Façons féministes de lire la tragédie ?
1En soumettant « son matériau antique à des interrogations que les anciens ne se sont pas posées ou du moins n’ont pas formulées », Nicole Loraux a assumé, dans ses nombreux travaux consacrés à la cité athénienne et aux représentations qu’elle se donne d’elle-même, « un anachronisme contrôlé » susceptible d’éclairer le passé avec des questionnements du présent, pour revenir vers le présent1. Sa pensée n’a cessé d’inspirer la scène contemporaine dans son dialogue avec la tragédie antique : la dramaturge uruguayenne Mariana Percovich explique, par exemple, avoir trouvé dans Façons tragiques de tuer une femme les ressources pour donner voix à Jocaste dans son monologue Yocasta (2003)2 ; Marie-Pierre Cattino, quant à elle, place en exergue de sa pièce, Les Larmes de Clytemnestre (2011), une citation tirée des Mères en deuil – « la passion éclate lorsque les mères sont en deuil3 » –, qui l’a poussée à réécrire l’histoire de cette « femme qui clame justice4 ». Les hypothèses de Nicole Loraux ont également connu un retentissement majeur sur la scène scientifique, dans le vaste champ des sciences humaines et sociales5, et continuent de nourrir les recherches contemporaines, notamment celles qui adopteraient le prisme des études de genre pour étudier les œuvres antiques et leur réception6.

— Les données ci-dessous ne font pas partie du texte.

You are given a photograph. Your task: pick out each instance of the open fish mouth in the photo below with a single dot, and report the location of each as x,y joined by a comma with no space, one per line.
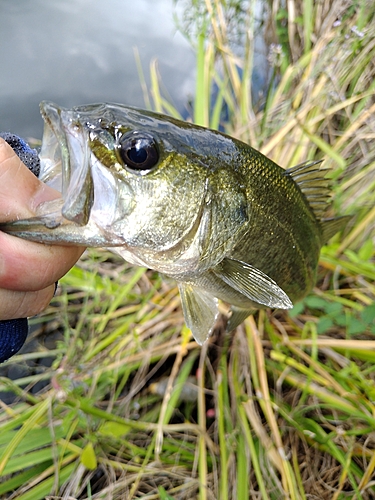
66,164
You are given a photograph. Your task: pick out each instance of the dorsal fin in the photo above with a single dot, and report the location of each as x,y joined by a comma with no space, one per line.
313,184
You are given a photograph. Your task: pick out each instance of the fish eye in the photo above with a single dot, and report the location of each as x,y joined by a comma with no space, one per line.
138,152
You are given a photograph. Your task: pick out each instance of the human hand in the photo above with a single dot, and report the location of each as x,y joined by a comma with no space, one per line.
28,270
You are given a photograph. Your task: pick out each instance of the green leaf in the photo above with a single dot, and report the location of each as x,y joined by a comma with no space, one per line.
324,324
297,309
88,457
355,326
366,251
114,429
316,302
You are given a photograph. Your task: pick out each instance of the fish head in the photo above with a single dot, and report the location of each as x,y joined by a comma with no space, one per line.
130,179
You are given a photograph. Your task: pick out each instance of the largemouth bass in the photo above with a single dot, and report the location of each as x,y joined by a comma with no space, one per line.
208,210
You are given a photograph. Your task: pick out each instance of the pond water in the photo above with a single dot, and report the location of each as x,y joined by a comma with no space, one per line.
79,51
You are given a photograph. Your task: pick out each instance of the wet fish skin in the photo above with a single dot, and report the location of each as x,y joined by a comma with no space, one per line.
222,219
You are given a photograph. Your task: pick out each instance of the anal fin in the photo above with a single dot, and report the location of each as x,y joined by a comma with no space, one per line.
237,317
252,283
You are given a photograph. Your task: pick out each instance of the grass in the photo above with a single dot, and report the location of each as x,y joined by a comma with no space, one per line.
284,408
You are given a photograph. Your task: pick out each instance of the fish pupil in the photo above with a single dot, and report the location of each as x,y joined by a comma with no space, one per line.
138,152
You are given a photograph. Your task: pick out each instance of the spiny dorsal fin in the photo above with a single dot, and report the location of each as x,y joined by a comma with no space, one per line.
313,184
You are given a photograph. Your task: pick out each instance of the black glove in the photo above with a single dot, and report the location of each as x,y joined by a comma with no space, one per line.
13,332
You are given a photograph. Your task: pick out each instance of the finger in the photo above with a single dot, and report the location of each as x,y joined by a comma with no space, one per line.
28,266
14,304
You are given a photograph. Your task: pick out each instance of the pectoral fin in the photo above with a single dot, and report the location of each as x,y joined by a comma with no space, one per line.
200,311
252,283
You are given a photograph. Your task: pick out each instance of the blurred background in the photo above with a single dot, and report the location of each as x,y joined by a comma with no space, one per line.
77,51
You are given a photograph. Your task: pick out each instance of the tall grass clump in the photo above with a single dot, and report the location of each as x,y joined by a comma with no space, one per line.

2À l’occasion des vingt-cinq ans d’Acta Fabula, je souhaiterais souligner toute l’actualité de ces travaux, en m’attachant plus particulièrement à l’ouvrage Façons tragiques de tuer une femme (1985)7, qui reste, quarante ans après sa publication, une référence majeure pour penser la place que la cité grecque accordait aux femmes, dans la réalité et dans l’imaginaire. En cernant les modalités tragiques de la mort des femmes grâce à une attention précise « au mot à mot des textes » (p. 100), l’historienne et helléniste montre comment la tragédie produit un discours qui, sous le récit, « parle encore et toujours de la différence des sexes » (p. 13) et met ainsi en évidence une division dans les représentations et conceptions du masculin et du féminin dans la tragédie grecque, à un moment où le genre comme catégorie d’analyse florissait outre-Atlantique mais était encore peu mobilisé en France8. Cette dichotomie est symbolisée, dans le premier chapitre, par « la corde et le glaive » (p. 31-60), instruments du suicide des personnages tragiques, révélateurs de leur genre : la pendaison, tout comme le sacrifice qui fait couler « le sang pur des vierges » dans le deuxième chapitre (p. 61-82), sont des « morts féminines » (p. 30) auxquelles s’opposerait la mort virile au tranchant du glaive. Loin toutefois de proposer une vision binaire de ces façons tragiques de mourir, l’autrice est sensible aux phénomènes de « brouillage » qui mettent en évidence toute la complexité de la tragédie attique et de l’héroïsme auquel peuvent prétendre les figures féminines.
Mourir comme une femme ?
3Comment meurt une femme dans la tragédie attique ? En silence et en secret, répond Nicole Loraux, faisant aussitôt remarquer que l’instant même du suicide est dérobé à la vue des spectateurs qui ne voient pas « la mort d’une femme mais seulement une femme morte » (p. 49). Les paroles prononcées et ultimes instants ne seront pas non plus directement perçus mais rapportés par un messager. L’historienne a mis en exergue la portée symbolique de ces lieux cachés, hors scène, où les personnages féminins se donnent la mort. Phèdre ou encore Jocaste se réfugient derrière les portes bien closes de la chambre conjugale, le thalamos, lieu qui est aussi « le symbole de leur vie : une vie qui prend son sens hors de soi, une vie qui ne se réalise que dans les institutions, mariage, maternité qui rattachent les femmes au monde et à la vie des hommes » (p. 51). Le personnage meurt en épouse, et finit sa vie dans les liens qui le rattachent au mari, dont la présence en absence est suggérée par cet espace même : « mourir avec : façon tragique, pour une femme, d’aller jusqu’au bout du mariage » (p. 54). Ce n’est pas seulement le lieu de la mort mais aussi la façon de mourir, par pendaison, qui rattache ces figures tragiques à leur statut social, selon Nicole Loraux :
La pendaison, mort féminine. Je dirais même volontiers que l’expression de la féminité peut s’y redoubler sans fin puisque, à la corde qui en est l’instrument usuel, les femmes et les jeunes filles savent, telle Antigone étranglée dans le nœud de son voile, substituer les parures dont elles se couvrent et qui sont autant d’emblèmes de leur sexe (p. 34)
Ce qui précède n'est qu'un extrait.